Pour les grillages, je commencerais à les couper quelques jours avant le jour J avec la pince ou les lames. Bien entendu, ce matériel restait dans un endroit extérieur à ma cellule à cause des fouilles fréquentes auxquelles j’étais soumis régulièrement en raison de mon statut de DPS. Je me décidais à agir fin septembre. Le plutôt serait le mieux, l’idée était simple ; ce n’était pas du 100 % mais je pensais tout de même avoir une chance de réussir.

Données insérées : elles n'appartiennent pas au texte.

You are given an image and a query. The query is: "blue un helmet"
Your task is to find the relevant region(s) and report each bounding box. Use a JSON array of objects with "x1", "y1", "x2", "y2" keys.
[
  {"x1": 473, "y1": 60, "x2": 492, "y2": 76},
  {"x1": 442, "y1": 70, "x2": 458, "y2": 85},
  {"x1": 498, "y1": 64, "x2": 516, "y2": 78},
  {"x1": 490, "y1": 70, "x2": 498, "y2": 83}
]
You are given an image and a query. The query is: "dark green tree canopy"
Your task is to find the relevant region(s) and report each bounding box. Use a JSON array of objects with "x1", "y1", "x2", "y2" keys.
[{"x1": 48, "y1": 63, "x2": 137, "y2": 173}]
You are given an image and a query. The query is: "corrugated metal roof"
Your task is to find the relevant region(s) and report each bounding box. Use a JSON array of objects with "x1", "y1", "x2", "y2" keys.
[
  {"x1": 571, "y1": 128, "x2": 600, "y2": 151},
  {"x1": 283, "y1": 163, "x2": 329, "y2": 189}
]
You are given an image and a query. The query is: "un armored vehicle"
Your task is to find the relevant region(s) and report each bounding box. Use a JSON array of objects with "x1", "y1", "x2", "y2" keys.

Le 19 septembre 1995, dans le courant de l’après-midi, la porte de ma cellule s’ouvre sur deux surveillants et un gradé ; ce dernier s’adresse à moi :

-  Préparez votre paquetage, vous changez de cellule. Je suis un peu étonné, mais je ne me formalise pas, ces changements sont fréquents pour les DPS.

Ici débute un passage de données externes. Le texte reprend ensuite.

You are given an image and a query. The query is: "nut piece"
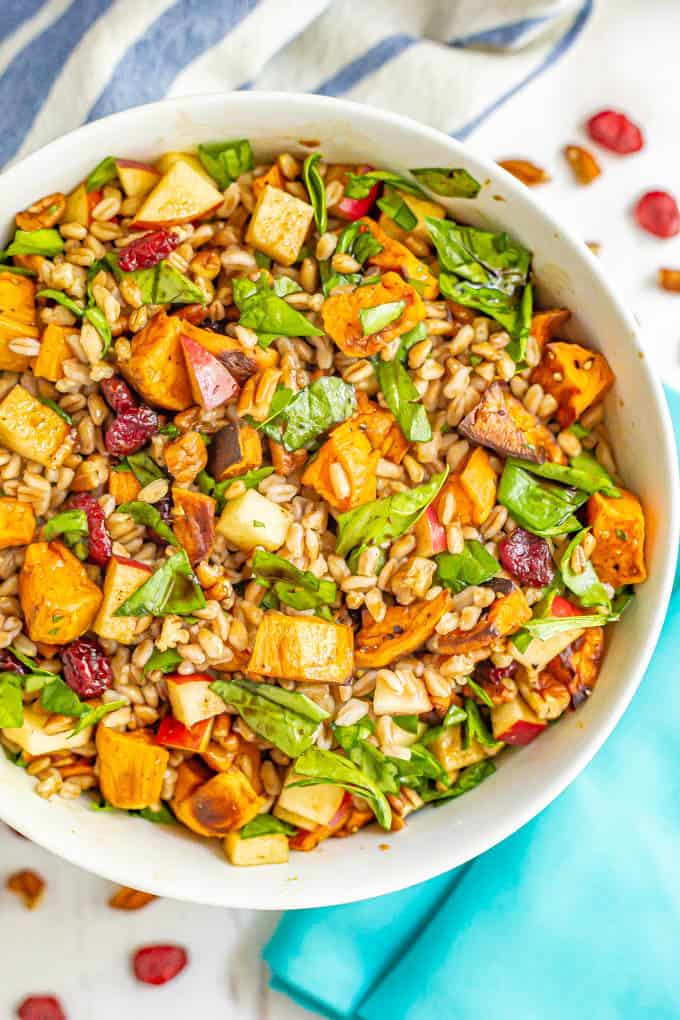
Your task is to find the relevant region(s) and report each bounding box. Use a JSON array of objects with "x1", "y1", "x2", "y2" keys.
[
  {"x1": 5, "y1": 868, "x2": 45, "y2": 910},
  {"x1": 109, "y1": 885, "x2": 158, "y2": 910}
]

Je prépare donc mes affaires et une demi-heure plus tard, je les pose sur un chariot et je suis les deux surveillants et le bricard qui m’emmènent. Après avoir pris l’ascenseur et descendu un étage, nous arrivons au bout d’une coursive face à une grande porte blindée... Déjà, je commence à redouter le sort qui m’est réservé. La porte s’ouvre ; derrière, deux autres surveillants nous laissent le passage. C’est le quartier d’isolement !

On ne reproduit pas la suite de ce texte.